Adding Story and Dialogue in Unity
After finishing the background video, the next step was getting it into Unity and making sure players could actually watch it — or skip it if they wanted to. I didn’t want to force anyone to sit through it every time, so I added a quick escape key feature: if you press Esc, it jumps straight to the next part.
Once the video ends (or gets skipped), the screen fades into an image with three doors. Each door represents a different scene the player can explore. Pretty straightforward. The idea was that clicking on a door would trigger a short dialogue, giving players a little context before they step into that world.
The Setup
Here’s what I planned:
-
Video plays at the start
-
Image with three clickable doors appears
-
Click a door → Start a short conversation
-
Finish the dialogue → Load the related scene
Sounds clean, right? But it got messy.
The Problems
Problem #1: The disappearing dialogue panel
At first, everything looked like it was working — the video played, the doors showed up — but then... the dialogue didn’t appear. The character and text panel were supposed to pop up after selecting a door, but nothing showed. No dialogue, no character, just awkward silence.
Turns out the issue was with how I handled visibility. Since the video plays first, everything else (the background image, doors, and dialogue UI) had to be hidden at the start. I thought I activated them correctly afterward, but the dialogue panel stayed inactive. I had to double-check the activation code and fix the hierarchy in the inspector.

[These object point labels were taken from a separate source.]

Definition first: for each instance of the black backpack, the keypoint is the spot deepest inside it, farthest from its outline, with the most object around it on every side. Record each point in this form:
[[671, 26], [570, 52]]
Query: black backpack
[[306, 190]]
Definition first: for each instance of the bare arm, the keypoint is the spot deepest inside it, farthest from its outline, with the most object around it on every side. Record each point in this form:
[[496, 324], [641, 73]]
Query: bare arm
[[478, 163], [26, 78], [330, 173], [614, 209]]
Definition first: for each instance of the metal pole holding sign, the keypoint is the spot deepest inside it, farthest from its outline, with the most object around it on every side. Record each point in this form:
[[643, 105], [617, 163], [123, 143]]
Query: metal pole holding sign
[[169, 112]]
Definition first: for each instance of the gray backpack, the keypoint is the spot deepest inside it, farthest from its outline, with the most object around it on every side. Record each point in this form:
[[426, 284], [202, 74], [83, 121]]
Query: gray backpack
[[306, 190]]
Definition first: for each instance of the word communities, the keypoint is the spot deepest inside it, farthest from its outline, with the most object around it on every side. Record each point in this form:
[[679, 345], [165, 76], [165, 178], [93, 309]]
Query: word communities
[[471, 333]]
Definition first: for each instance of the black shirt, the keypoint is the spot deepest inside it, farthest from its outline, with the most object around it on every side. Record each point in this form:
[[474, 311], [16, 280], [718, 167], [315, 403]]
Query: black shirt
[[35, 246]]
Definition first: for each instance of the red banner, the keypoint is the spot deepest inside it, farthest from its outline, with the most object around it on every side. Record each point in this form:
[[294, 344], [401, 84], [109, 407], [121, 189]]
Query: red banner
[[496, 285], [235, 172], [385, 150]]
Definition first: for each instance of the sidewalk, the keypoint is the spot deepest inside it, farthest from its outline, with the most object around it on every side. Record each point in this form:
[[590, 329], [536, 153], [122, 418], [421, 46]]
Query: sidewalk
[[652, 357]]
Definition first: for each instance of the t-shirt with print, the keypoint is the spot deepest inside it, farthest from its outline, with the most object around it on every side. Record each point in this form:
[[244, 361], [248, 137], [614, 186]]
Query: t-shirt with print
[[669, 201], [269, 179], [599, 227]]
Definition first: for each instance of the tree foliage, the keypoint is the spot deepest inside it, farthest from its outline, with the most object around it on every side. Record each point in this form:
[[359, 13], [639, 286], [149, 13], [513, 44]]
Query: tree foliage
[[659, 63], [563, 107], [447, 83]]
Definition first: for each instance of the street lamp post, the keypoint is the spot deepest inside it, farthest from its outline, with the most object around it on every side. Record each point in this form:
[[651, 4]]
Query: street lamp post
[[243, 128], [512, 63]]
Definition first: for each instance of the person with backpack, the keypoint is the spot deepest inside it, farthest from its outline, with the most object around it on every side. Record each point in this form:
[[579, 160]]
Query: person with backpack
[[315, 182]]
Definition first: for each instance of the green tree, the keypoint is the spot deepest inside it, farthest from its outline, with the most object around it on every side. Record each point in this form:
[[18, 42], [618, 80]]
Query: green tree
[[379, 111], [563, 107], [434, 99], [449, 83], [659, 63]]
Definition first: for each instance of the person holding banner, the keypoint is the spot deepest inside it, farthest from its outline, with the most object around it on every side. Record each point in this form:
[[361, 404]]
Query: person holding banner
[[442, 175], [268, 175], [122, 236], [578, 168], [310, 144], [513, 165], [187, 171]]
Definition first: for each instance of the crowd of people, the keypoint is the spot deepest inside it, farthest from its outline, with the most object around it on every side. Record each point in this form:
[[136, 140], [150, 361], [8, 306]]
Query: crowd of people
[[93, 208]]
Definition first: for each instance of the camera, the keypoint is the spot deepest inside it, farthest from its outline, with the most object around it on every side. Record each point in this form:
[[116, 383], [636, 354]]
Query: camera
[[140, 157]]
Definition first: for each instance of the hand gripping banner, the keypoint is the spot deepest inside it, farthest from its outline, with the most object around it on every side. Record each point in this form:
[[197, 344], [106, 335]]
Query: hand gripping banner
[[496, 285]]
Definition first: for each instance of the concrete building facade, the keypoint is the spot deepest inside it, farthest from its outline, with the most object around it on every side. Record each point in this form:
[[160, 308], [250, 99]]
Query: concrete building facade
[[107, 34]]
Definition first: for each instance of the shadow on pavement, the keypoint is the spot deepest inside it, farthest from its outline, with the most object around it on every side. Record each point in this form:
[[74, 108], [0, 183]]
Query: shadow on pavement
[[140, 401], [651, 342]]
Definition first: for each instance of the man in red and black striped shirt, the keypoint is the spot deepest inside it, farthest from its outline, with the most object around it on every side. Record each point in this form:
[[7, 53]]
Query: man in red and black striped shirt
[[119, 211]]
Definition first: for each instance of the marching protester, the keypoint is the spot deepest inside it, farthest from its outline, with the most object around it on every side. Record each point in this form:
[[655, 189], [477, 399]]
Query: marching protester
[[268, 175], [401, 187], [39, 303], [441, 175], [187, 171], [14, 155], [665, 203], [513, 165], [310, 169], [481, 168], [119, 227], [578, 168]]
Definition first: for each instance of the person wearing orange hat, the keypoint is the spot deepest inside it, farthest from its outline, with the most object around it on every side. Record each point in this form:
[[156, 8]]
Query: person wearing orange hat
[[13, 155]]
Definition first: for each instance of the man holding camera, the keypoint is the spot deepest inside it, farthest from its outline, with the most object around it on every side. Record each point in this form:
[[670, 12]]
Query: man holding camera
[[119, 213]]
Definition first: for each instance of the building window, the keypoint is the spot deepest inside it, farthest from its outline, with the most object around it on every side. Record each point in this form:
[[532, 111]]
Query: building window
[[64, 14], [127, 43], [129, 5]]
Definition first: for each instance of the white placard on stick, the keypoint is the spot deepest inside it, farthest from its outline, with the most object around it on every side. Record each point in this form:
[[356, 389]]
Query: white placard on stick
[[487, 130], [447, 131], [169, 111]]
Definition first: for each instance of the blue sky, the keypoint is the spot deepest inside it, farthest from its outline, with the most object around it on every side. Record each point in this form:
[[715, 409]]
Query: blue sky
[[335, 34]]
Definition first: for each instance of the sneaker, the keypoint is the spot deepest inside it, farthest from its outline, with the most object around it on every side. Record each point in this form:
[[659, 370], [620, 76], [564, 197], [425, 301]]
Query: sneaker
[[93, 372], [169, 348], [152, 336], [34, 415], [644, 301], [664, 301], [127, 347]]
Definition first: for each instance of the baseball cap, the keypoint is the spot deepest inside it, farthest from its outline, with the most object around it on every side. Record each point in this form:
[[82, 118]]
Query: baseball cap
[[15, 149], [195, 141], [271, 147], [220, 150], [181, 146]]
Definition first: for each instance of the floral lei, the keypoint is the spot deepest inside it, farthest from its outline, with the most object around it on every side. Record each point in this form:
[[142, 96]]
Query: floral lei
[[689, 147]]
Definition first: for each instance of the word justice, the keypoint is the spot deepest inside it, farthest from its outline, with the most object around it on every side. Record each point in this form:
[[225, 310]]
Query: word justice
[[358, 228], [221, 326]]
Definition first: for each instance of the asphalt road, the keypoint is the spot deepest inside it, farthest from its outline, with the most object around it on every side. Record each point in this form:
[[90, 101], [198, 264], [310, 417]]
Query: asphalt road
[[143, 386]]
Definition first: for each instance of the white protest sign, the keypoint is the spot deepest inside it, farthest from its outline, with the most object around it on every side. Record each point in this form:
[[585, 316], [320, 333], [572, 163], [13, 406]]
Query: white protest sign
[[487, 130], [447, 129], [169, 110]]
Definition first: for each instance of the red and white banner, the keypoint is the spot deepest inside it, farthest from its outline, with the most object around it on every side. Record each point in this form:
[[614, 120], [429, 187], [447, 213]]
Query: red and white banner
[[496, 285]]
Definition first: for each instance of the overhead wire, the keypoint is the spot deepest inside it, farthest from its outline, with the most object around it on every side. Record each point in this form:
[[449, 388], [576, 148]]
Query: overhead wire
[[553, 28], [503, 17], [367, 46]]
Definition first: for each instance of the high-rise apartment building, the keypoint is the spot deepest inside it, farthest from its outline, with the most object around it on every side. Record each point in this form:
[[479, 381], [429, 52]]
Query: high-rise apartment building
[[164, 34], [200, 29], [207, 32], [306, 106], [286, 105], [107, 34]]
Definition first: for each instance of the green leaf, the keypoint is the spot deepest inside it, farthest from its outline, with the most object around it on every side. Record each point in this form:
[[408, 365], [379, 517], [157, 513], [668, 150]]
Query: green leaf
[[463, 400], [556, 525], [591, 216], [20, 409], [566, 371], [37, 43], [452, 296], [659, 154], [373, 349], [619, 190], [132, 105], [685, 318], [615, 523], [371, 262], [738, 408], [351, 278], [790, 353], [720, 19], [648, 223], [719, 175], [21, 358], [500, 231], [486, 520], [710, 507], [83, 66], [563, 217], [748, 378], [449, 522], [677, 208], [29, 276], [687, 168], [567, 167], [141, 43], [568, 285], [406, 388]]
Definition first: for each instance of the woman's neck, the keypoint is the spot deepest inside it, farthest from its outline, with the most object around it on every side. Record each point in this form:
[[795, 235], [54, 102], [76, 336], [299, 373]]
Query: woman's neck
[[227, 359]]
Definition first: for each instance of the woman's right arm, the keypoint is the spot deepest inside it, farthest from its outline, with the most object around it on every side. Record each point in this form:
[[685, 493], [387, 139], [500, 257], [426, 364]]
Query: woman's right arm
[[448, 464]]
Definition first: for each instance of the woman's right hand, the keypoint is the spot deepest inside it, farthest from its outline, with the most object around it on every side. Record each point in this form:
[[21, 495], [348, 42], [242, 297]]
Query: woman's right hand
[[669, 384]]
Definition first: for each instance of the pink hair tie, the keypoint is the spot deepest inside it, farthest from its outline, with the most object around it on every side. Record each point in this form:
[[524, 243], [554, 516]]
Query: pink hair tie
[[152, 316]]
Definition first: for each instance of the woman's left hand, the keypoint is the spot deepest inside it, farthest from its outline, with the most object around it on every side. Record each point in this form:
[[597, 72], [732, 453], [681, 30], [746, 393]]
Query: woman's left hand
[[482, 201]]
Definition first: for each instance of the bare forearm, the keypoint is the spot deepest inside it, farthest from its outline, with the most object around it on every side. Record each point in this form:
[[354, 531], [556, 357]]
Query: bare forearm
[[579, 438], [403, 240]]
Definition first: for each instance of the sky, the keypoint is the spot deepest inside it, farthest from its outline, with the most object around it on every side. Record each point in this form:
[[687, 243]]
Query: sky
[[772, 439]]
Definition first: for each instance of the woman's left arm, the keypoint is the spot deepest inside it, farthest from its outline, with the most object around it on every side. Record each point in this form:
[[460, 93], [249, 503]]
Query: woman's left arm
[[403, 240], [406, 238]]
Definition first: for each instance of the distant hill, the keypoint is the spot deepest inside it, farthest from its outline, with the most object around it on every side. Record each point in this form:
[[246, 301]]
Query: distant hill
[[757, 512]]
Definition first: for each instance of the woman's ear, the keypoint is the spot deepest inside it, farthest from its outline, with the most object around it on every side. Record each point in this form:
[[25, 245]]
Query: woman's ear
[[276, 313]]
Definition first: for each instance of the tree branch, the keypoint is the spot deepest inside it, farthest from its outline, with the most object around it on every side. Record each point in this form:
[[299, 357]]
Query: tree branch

Problem #2: Mismatched characters and dialogue
This one was on me. I had four characters set up for the door dialogues, but I wrote five dialogue. That meant the last dialogue had no character assigned, which made Unity throw all kinds of errors. After some debugging (and a bit of head-scratching), I rewrote the script logic and cleaned up the character assignments.
The Fix
I ended up solving both bugs with some careful scripting and UI management. I added a check to make sure all UI elements were properly activated and linked every line of dialogue to a specific character object. After that, everything ran smoothly.